Decided on March 31, 2015

Appellate Division, First Department

Published by New York State Law Reporting Bureau pursuant to Judiciary Law § 431.

This opinion is uncorrected and subject to revision before publication in the Official Reports.

Decided on March 31, 2015

Tom, J.P., Andrias, Saxe, Manzanet-Daniels, Kapnick, JJ.

14648 101061/13

[*1] In re Lieutenant Daniel Modell, etc., Petitioner,
vRaymond W. Kelly, etc., et al., Respondents.

Edwin Ira Schulman, Kew Gardens, for petitioner.
Zachary W. Carter, Corporation Counsel, New York (Devin Slack of counsel), for respondents.

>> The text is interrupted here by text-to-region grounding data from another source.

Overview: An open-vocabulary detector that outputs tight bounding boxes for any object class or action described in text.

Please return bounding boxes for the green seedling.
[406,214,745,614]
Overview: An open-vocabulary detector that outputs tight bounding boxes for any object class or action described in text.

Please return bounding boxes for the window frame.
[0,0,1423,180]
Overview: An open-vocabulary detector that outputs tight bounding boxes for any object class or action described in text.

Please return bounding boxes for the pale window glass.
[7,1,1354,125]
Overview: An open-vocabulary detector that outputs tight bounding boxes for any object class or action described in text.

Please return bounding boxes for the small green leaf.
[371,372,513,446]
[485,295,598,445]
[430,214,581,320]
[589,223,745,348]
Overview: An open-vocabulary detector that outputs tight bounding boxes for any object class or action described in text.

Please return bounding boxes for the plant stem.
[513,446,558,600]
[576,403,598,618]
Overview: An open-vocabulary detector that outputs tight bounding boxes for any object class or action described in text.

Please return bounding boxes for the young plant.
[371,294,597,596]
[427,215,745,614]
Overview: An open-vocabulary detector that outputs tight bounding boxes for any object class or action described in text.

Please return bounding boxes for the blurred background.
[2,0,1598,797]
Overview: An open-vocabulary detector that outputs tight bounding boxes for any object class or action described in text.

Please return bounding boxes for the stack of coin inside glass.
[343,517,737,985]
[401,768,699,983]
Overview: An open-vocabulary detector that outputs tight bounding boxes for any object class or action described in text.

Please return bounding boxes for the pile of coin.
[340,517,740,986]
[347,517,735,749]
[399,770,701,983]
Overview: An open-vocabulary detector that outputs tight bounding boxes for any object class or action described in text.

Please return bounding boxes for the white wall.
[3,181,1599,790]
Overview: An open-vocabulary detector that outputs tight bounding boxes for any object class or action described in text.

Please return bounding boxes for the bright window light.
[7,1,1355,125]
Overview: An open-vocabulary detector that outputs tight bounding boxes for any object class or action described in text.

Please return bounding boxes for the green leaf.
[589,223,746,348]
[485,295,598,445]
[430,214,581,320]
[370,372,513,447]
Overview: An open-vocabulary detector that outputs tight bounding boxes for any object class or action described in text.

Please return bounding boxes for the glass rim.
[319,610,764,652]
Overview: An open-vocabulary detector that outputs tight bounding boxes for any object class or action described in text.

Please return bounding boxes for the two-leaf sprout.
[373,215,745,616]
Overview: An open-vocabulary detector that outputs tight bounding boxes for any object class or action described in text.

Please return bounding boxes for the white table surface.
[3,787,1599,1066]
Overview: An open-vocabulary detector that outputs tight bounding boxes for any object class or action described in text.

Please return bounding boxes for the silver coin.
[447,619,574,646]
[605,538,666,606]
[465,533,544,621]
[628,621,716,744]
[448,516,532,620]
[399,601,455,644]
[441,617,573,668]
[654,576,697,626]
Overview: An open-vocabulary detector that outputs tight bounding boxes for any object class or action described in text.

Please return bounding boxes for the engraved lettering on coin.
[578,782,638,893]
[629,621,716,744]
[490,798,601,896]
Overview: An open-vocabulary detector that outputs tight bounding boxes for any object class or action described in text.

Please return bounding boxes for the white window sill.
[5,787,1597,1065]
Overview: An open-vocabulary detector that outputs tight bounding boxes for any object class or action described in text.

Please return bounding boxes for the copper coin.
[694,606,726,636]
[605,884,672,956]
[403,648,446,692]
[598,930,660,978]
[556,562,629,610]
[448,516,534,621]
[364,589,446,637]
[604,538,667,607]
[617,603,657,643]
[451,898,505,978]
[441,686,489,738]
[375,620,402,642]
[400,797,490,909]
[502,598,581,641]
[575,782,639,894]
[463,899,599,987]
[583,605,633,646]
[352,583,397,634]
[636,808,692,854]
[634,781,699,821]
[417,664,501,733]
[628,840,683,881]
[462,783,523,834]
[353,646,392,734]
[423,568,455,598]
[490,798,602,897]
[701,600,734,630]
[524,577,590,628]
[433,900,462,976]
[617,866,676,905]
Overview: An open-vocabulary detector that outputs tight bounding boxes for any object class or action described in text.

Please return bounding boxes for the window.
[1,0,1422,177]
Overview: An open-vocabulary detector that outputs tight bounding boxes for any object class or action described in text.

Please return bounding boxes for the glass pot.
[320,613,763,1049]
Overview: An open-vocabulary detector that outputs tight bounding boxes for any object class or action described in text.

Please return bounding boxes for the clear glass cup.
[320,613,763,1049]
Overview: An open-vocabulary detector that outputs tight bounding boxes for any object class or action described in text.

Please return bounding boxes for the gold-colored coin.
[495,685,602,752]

Determination of respondent Police Commissioner, dated April 1, 2013, finding that petitioner police officer engaged in conduct prejudicial to the good order, efficiency or discipline of the police department by soliciting the assistance of other officers in preventing the prosecution of summonses issued to other individuals on two occasions between September 2010 and September 2011, and imposing a penalty of one year of suspended-dismissal probation, five days of suspension, and the forfeiture of 25 vacation days, unanimously confirmed, the petition denied, and the proceeding brought pursuant to CPLR article 78 (transferred to this Court by order of the Supreme Court, New York County [Cynthia S. Kern, J.], entered November 21, 2013), dismissed, without costs.
Substantial evidence supports respondent's determination that petitioner asked other officers for help in preventing the prosecution of summonses issued to other individuals on two occasions between September 2010 and September 2011 (see Matter of Berenhaus v Ward , 70 NY2d 436, 443 [1987]). The inference of the hearing officer that petitioner engaged in this conduct on two occasions is rationally based on petitioner's admission that he requested of another officer that a summons be "taken care of" "[a] couple of times" during that period. We see no basis in the record for disturbing the hearing officer's credibility findings (see Matter of Berenhaus , 70 NY2d at 443).
We have considered petitioner's remaining arguments and find them unavailing.
THIS CONSTITUTES THE DECISION AND ORDER
OF THE SUPREME COURT, APPELLATE DIVISION, FIRST DEPARTMENT.